Order and pay at home. Then eat in a restaurant. This is an option now offered in 43 restaurants in Normandy, which, in the context of labor shortages, allow their customers to be served quickly. Other brands are also toying with the idea of offering this type of service.
Posted at 2:34 p.m.
“I think we have a profit everywhere,” Normandin’s vice president of sales and marketing, Jean Julien, says over the phone. The restaurant chain has been working on the development of this new service for more than eight months. Called “Table Express,” this online pre-order formula—placed in a room after a reservation—eliminates steps for customers in a hurry to eat before a show or those whose babies are quick to cry. Hunger once sat down at the table. We are confident that customers who choose this option will receive their plates “within minutes”.
In addition to being fast and easy for our customers, Table Express lightens the workload of our service teams and optimizes kitchen preparation, making it more interesting in the face of known restaurant workforce challenges. – said in the press release of the company on Monday.
Although some steps have been eliminated, Mr. Julien insists that the service is just as personalized. “People do table service. We just go faster. We moved forward. The expectation is gone. »
Customers who have, for example, the whole evening ahead of them, are not required to make a choice in advance and can spontaneously show up at the restaurant as usual.
New initiatives in the way of tabletop customer service are expected to proliferate over the next few years. “The shortage of labor forces operators to think about different elements of their business model, to try to work with good capacity but with fewer hands,” said Martin Vezina, vice-president of public affairs and government of the Association of the Restoration of Quebec (ARQ).

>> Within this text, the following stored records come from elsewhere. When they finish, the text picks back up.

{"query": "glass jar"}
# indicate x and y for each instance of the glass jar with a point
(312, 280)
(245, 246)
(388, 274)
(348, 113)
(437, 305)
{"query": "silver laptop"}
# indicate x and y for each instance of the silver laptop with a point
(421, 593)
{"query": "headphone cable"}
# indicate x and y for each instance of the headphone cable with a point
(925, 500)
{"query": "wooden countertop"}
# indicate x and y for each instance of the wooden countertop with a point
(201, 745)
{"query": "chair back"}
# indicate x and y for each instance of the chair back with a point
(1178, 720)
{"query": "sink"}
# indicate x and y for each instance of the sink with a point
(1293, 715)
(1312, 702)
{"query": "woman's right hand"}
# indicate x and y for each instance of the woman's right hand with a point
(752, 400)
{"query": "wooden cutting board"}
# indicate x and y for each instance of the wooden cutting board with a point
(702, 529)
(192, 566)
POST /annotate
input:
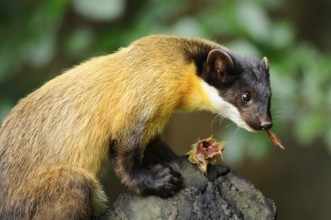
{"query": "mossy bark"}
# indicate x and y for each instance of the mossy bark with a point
(222, 194)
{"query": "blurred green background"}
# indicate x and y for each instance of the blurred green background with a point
(40, 39)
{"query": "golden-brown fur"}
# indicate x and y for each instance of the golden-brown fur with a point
(54, 144)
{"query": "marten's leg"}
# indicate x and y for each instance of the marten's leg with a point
(145, 177)
(60, 193)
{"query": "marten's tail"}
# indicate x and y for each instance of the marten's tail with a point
(57, 193)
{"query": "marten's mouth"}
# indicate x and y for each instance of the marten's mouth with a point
(259, 126)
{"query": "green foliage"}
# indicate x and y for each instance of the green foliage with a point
(40, 40)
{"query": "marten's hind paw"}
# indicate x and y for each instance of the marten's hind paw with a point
(160, 180)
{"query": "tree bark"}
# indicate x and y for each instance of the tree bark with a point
(222, 194)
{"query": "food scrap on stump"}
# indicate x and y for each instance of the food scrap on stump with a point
(205, 151)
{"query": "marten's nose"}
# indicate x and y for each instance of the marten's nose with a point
(265, 125)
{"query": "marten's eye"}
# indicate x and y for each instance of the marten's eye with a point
(246, 97)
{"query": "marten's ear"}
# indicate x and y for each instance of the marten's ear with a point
(220, 64)
(265, 63)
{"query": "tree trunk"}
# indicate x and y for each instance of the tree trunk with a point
(222, 194)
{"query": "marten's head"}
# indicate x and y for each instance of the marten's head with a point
(239, 89)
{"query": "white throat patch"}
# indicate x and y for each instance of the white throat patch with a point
(224, 108)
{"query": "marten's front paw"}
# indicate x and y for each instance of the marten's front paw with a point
(160, 180)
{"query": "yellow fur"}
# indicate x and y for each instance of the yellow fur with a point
(70, 121)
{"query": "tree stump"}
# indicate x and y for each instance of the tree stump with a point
(222, 194)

And many are trying to find ways to make it happen. Restos Plaisirs, the group that notably runs Cochon dingue, Café du monde and Madame elect, is currently conducting tests in one of its establishments with a variant similar to that proposed by Normandin, confirms CEO Pierre Moreau. “These new technologies, which are essentially being developed to find solutions to labor shortages, are forcing us to rethink our customer service,” he wrote in a message sent to the press. He is currently out of the country.
St. Hubert is also studying different scenarios to maximize service. “There are some new tools that we see entering the market and we are also looking at them,” says José Vaillancourt, St-Hubert Group’s director of communications. The pandemic forces people to think differently and we have to adapt to new demands. The rotisserie chain even conducted tests with robots.
In Quebec, some restaurants are currently experimenting with Ordercube. About the size of a Rubik’s cube, the tabletop device allows customers to tell the waiter they’re ready to order or pay the bill by simply tapping on it.